When I first saw the advertisement for this book it caught my interest. The Stations of the Cross was a tradition from when I was growing up in the Catholic Church. As a child, I was told to walk around these sculptured pictures on the walls of the church I went to. Each one of them reflected a time in the events of the death of Jesus. It is hard to get a grade schooler to think of anything like that for more than 10 minutes, and we were supposed to do at least that much at each station. It soon became just look at them and act like I was paying attention while thinking about my favorite books or TV shows. By my teens, when I would have a better understanding of them, it was just a tradition to me. Now I am in my 60's and can see the significance of the stations but as I am no longer a Catholic, I have no place to practice them. Only a few of the high order protestant churches practice them, not that I have attended. So, reading this was an interesting exercise I was to embark on.

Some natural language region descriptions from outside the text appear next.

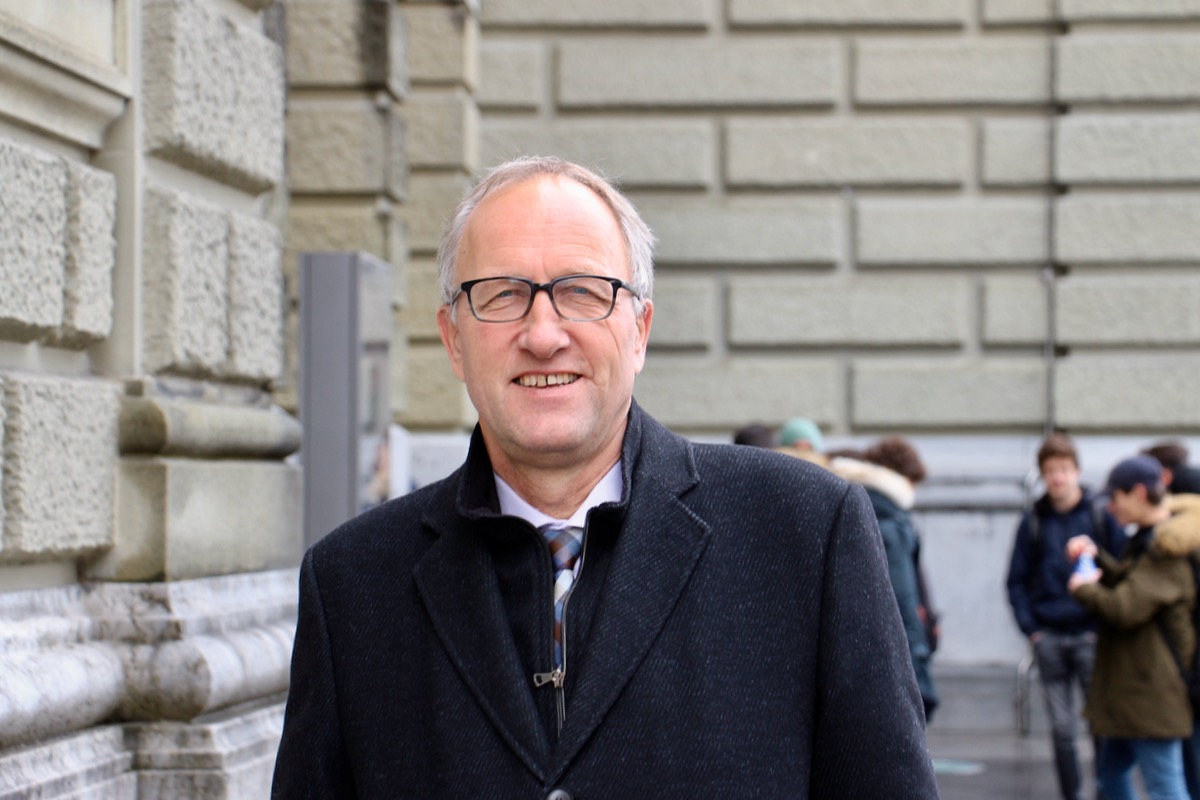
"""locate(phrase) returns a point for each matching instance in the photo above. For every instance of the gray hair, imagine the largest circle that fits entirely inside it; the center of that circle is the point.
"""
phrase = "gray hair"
(637, 235)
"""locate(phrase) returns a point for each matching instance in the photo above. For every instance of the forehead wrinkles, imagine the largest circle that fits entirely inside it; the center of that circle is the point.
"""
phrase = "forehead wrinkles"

The book advertisements said it was to be a devotional. I am not sure who it was a devotional for. To explain, I heard someone ask a preacher why he wanted to put his sermons on a Christian radio station. His reply was he wanted to reach the lost and lead them to Jesus. The person than asked him why he was not going to secular stations because only Christians listen to Christian radio stations. So, to the author, who did you hope to reach with this devotional. If it was the Christians, I am not sure many will read it because of the vulgarity of speech from so many of the people including Jesus himself. If you are trying to reach the lost with this language, and I do understand that you would want to do that, the fact it is a devotional will turn them off.
The book is basically the view of 14 events on the path to the crucification. Each story is told from one person's point of view so we have 14 points of view. In this respect, it was well done. It is hard to flesh out that many people and not get lost in the process. These people are real people, who had doubts and fears and were touched by Jesus in so many ways. We even get to look at Jesus point of view as why He was doing this. It is a good set of stories, and it should be marketed a different way in my thoughts.

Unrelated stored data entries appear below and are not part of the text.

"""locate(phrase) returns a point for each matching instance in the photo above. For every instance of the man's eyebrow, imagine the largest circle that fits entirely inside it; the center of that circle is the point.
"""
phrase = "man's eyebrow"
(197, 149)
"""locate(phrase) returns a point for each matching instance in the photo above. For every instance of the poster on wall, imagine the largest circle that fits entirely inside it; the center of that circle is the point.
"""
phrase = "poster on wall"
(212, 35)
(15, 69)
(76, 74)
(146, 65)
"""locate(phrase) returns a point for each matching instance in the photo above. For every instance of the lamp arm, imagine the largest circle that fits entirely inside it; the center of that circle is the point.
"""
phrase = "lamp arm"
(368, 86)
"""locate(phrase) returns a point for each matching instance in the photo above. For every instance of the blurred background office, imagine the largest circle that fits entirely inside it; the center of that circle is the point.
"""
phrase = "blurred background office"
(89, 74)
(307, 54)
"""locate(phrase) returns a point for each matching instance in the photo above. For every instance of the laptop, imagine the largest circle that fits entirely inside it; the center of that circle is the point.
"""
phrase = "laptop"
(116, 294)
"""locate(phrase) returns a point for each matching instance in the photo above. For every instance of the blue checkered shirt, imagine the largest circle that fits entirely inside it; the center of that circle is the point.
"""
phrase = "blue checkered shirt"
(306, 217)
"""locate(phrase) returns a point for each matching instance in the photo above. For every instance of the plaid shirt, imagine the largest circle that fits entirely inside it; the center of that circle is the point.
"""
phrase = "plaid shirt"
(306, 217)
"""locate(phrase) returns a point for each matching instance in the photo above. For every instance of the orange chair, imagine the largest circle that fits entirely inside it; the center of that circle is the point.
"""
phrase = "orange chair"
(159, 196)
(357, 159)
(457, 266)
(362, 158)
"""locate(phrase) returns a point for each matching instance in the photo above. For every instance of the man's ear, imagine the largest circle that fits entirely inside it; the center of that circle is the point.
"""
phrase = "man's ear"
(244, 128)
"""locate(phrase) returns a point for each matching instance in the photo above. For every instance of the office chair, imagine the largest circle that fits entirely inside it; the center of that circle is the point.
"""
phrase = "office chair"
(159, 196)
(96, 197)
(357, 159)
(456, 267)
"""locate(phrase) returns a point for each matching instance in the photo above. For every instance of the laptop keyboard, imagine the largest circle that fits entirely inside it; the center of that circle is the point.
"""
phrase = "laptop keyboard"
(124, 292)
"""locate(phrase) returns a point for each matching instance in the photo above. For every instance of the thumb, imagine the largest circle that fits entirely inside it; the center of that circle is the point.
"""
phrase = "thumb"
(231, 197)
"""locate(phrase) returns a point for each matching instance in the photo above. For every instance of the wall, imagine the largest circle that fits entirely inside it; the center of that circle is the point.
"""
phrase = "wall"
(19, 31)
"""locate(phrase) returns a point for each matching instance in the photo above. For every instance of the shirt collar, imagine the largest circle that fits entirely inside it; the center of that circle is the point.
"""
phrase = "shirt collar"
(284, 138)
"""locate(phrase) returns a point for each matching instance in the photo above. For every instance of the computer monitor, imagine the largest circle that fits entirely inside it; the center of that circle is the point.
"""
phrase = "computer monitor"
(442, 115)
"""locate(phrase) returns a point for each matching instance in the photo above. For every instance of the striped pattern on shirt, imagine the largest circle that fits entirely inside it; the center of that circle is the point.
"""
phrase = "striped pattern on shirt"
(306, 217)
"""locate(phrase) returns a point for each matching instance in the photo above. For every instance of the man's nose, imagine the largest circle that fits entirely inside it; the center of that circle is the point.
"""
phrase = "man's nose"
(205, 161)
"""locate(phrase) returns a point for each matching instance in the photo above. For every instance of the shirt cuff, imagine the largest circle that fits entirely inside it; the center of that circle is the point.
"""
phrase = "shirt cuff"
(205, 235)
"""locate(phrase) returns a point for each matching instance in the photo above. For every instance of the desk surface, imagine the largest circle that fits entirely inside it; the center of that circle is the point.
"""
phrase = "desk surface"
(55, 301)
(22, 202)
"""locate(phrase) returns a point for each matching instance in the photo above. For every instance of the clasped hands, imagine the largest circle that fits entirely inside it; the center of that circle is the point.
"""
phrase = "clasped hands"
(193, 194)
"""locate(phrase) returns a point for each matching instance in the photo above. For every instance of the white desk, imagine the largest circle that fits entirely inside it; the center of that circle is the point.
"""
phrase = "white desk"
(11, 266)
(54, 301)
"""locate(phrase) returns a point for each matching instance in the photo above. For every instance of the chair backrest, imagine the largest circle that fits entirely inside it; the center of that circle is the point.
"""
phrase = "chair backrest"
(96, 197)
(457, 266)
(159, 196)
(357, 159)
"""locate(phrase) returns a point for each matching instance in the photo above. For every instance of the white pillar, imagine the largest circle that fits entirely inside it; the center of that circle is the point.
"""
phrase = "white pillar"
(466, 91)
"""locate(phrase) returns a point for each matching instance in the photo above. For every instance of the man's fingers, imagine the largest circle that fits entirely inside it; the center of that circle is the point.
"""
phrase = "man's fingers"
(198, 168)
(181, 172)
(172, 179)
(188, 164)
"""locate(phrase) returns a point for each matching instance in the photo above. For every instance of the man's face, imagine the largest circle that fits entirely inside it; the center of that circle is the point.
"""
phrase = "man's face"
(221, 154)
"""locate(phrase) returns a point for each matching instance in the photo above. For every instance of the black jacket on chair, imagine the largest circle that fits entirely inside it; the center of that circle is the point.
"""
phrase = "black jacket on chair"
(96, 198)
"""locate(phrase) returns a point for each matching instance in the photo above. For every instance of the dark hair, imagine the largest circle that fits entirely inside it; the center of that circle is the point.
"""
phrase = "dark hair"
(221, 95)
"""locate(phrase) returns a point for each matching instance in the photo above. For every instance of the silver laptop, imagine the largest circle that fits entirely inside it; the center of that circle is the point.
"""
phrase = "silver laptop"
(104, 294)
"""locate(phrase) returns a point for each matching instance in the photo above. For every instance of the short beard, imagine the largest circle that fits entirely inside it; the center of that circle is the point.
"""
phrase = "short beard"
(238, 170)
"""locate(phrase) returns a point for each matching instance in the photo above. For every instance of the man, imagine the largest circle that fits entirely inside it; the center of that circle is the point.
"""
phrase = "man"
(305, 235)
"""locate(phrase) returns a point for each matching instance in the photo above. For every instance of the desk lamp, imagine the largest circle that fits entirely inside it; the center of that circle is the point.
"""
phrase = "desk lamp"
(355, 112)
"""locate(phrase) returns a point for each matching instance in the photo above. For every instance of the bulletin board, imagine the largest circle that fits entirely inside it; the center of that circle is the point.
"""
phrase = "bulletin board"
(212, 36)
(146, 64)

Spoiler, Jesus does die in the end. Yes, I know, I may have ruined the story for you. Even though the stations end with Jesus being taken down from the cross this story does not. It follows through to the resurrection and the second coming of Jesus. I point this out because I would not want Christian friends to get the idea that I support the theology behind the book. In the end, all go to heaven, sinners and saints. I will not argue if his theology or mine is correct. I kind of guessed we were going there by about the middle of the book, and there it was at the end. I will not mark it down on the stars, theology is not what a review should be about, how it is written is what should be looked at.
Because of the language and the violence I would only suggest this book to older teens and above. While well written be aware that there is some language in it that as a Christian some may be offended by. I am not, that is the type of people who Jesus hung with. I am putting it here to let people know it is there. If it was a movie it would most likely get a soft R or hard PG because of the violence and language.